土地の持つ価値とは?
山梨日日新聞No.62【令和7年4月7日発行】
先月、令和7年度の公示地価が公表された。「公示地価」とは、国土交通省が毎年1月1日時点における標準地の価格を公表したものであり、土地取引に対する指標にもなっている。
基準地は、住宅地・商業地・工業地の3つに分類されるが、全国平均では、令和6年度と比較していずれも上昇した。山梨県では、住宅地の平均は0.4%の下落、商業地は横ばいであるのに対して、工業地は1.8%の上昇となった。県内を車で移動していると、各地で新たな生産拠点などの整備が進められているのを目にする機会が多いが、こうした状況からも、県内の工業地の需要を感じ取ることができる。
住宅地の地価が全体的に下落傾向である中で、今月11日に「コストコ南アルプス倉庫店」の出店を控えている南アルプス市では、地価が上昇している。実際、南アルプス市の人口は、令和3年までの減少傾向から令和4年度以降は転入超過による増加傾向に転じている。その理由としては、企業誘致による雇用の創出や子育て支援などの自治体の取組みに加え、商業施設の整備に伴う賑わいなどが期待されることも、要因の一つではないだろうか。

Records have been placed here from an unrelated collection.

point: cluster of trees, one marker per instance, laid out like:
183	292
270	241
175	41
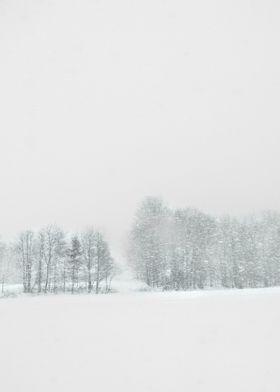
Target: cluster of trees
48	261
188	249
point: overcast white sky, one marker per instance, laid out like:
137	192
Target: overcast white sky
105	102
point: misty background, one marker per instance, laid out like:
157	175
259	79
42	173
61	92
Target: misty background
104	102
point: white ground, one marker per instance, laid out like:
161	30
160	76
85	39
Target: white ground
148	342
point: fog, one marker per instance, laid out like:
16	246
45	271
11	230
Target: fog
105	102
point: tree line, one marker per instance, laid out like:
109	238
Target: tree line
49	261
186	249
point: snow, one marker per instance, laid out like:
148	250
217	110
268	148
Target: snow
198	341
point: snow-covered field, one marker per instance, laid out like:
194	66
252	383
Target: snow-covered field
150	342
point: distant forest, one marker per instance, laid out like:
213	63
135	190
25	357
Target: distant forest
181	249
188	249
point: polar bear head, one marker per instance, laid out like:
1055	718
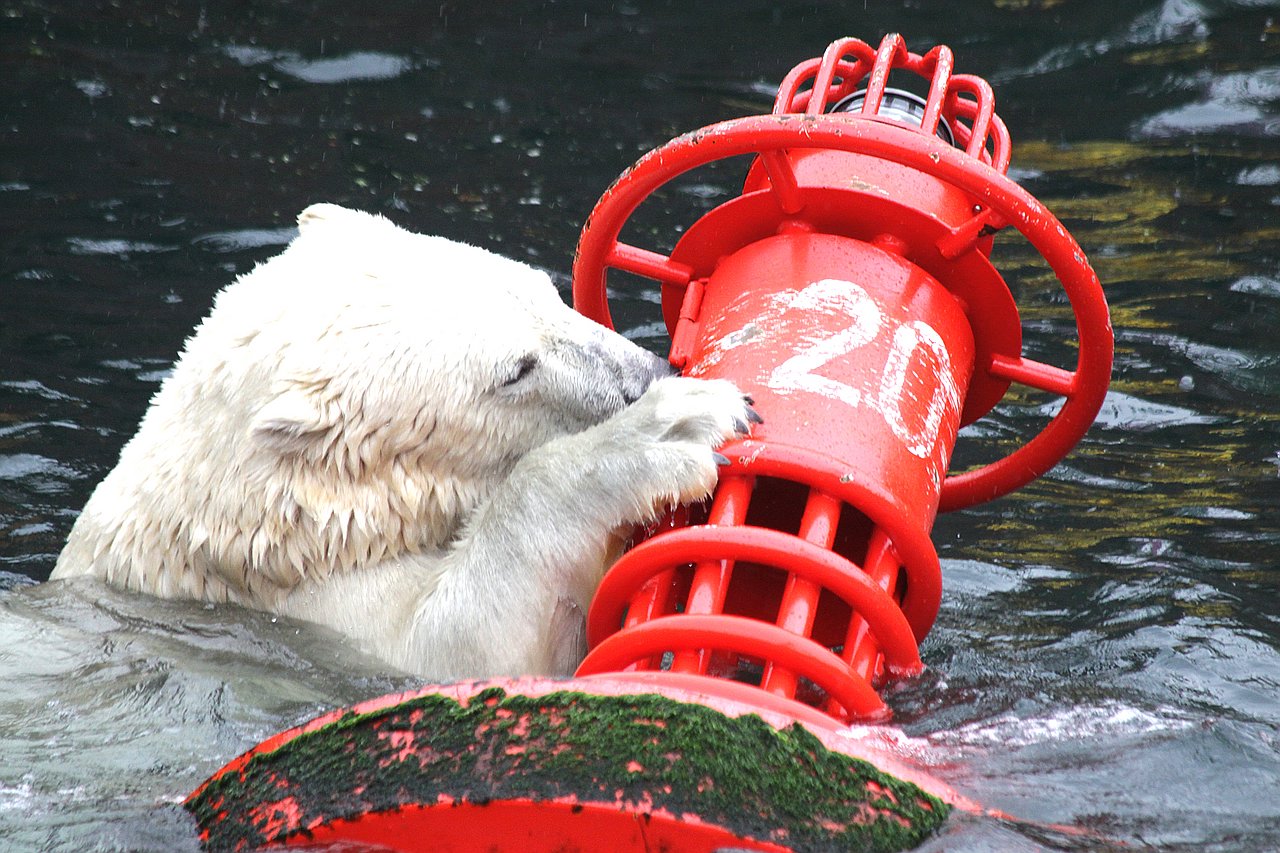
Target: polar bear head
348	400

今年2月に甲府商工会議所が発表した会員事業所を対象に実施したアンケート調査結果によると、コストコの出店による影響について、「わからない」との回答が4割で最も多く、地元事業者への影響を予測するのが難しいといった状況が見受けられる。また、「よい影響がある」との回答は26.8%であり、その理由として、「地域の賑わいの創出」や「人流増加」「売上増・販路拡大」など、交流人口が増加することによる効果が期待されている。

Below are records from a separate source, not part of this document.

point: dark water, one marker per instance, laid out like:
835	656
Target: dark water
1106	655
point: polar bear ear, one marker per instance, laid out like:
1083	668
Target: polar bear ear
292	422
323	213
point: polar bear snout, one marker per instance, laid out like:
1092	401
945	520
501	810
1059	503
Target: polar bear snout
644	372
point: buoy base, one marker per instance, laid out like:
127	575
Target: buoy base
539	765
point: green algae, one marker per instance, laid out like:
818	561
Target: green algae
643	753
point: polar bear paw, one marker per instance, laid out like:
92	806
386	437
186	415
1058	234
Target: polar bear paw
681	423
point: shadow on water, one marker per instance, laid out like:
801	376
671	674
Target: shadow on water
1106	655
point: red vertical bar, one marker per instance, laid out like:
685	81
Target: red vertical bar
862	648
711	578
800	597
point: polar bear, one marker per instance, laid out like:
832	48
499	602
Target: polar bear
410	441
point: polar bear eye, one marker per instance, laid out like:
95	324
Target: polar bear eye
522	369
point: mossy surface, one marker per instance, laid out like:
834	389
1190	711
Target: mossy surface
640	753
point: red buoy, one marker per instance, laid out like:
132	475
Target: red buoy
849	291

一方、出店により懸念されることに対しては、「ある」との回答が6割を超え、その理由として、「周辺道路の交通渋滞」や「人手不足の深刻化」「賃金上昇」など、企業の経営面のみならず、日常生活への影響も懸念される結果となった。
今回の出店は、県内需要だけではなく、静岡や長野など広域からの集客を見込んだものであることから、それによる交通渋滞への影響を懸念するのは無理もないことだ。また、33年ぶりに5%を超える賃上げ率を記録する中、大手と中小企業での賃金格差が、地元中小企業の人材不足に拍車をかけるのではないかとの懸念も確かにあるだろう。

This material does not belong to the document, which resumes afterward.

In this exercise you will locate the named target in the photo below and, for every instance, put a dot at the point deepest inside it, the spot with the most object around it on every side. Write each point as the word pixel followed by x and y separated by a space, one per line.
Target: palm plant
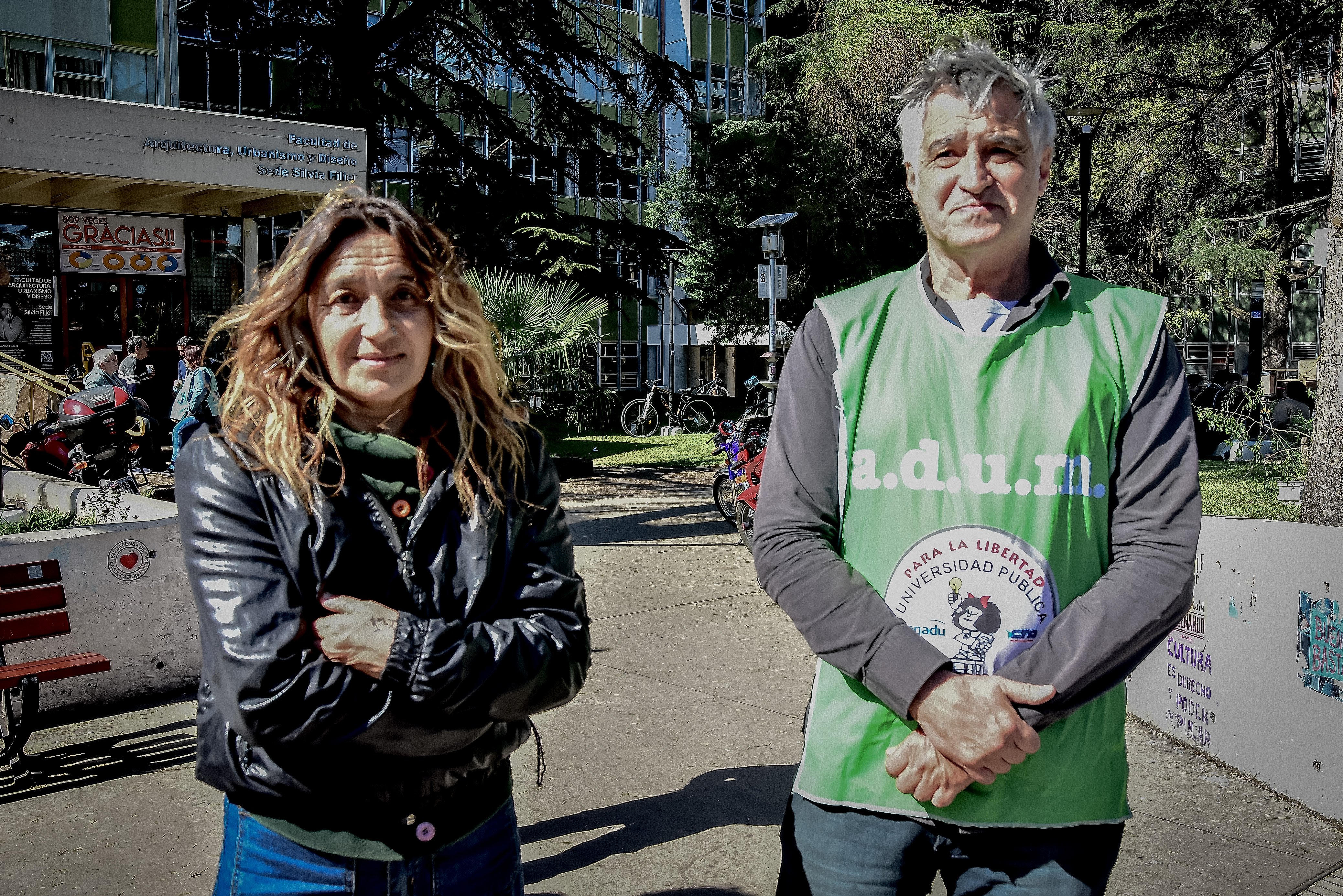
pixel 545 328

地価、人口、雇用など、地域における一つ一つの出来事は、それぞれが独立しているのではない。お互いにつながり、相互に作用することで、時間の経過とともに地域や人々の営みに様々な影響を及ぼしている。短期的にはプラスにつながることもあるが、中長期的には、マイナスの影響を及ぼすこともあるかも知れない。実際のところ、それらすべてを予測することは難しく、どのような影響を及ぼすのかは起こってみるまで「わからない」。
しかし、本来その土地が持つ価値には、地価に反映される経済的な尺度だけではなく、歴史や風土、人のつながりといった様々なものさしがあるのではないだろうか。
時代とともに地域は変化し続け、それに伴い地価も変動する。その中で、地域にとって変わらず大切なものは何かを考え、将来にわたりそれを守り育んでいくことが、その土地の価値につながるのではないだろうか。